It is exceptionally important to design for letterpress printing much differently than for other
printing processes. Letterpress printing performs best, and yields the most refined looking
final printed piece, with the generous use of unprinted paper.

Letterpress printing does not have the necessary inking system to produce large fields of ink
consistently from sheet to sheet, and cannot provide appropriate inking for larger graphics and
normal typography on the same press pass. Any design with larger graphics must be submitted
for review and approval before production. A design with a large field of inking with normal
typography may require two press passes, making the project a two color piece, with two color pricing.

Only 100% values of color will letterpress print. Letterpress printing does not support
tints, percentages, opacities, vignettes, gradients, or halftone images.

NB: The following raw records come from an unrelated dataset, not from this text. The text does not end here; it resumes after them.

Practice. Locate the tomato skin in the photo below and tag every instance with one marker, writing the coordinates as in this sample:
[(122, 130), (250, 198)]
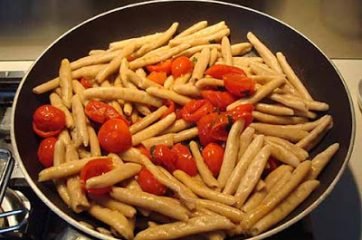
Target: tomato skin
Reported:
[(239, 85), (219, 70), (85, 83), (195, 109), (149, 183), (46, 151), (114, 136), (164, 66), (100, 112), (157, 77), (163, 156), (219, 99), (48, 121), (185, 161), (95, 168), (180, 66), (213, 155)]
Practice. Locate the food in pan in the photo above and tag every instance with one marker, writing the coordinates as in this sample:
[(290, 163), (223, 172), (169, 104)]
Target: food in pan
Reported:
[(200, 136)]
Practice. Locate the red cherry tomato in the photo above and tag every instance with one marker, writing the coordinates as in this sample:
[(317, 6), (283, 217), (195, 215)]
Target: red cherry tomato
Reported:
[(195, 109), (171, 107), (185, 161), (46, 151), (219, 99), (48, 121), (95, 168), (219, 70), (85, 83), (114, 136), (164, 66), (180, 66), (213, 155), (149, 183), (239, 85), (157, 77), (100, 112), (162, 155)]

While it may be tempting to try to make your design in a program such as
Microsoft Word, type that appears to be black or a specific Pantone color on your monitor,
and is identified as such in a word processing program, in fact is not.
Word processing programs lack the proper color mode for plate making, and the resulting
output will be a combination of Cyan, Magenta, Yellow and Black percentages, and not
useful for plate making.

Letterpress plates can only be made, using professional graphics programs.
Acceptable programs are Adobe Illustrator, Adobe InDesign or Quark Xpress.
PhotoShop files can print with rough edges to the type and line graphics, and are discouraged.
PDF's are not accepted for production.
If you lack the proper programs, we can refer you to a number of graphic designers with
letterpress design expertise.


Files must be prepared on a document that is the same size as the finished piece.
A safety margin of at least 1/8" from the trimmed edge of paper to the edge of copy is required.
Any copy closer to the edge of trim than the 1/8" safety margin, must bleed the piece.
The required bleed size is 1/8", on all sides of the piece.


All ink colors must be set up using the Solid Pantone Uncoated Swatch Library.
It is critical to be sure that only the ink colors that you want to print are present within the file.
Using the same ink color number, with a different initial behind the number, will generate a second plate.

Line, rule and type thickness can not be thinner than 1/4 point. This is of particular concern for some of the script fonts.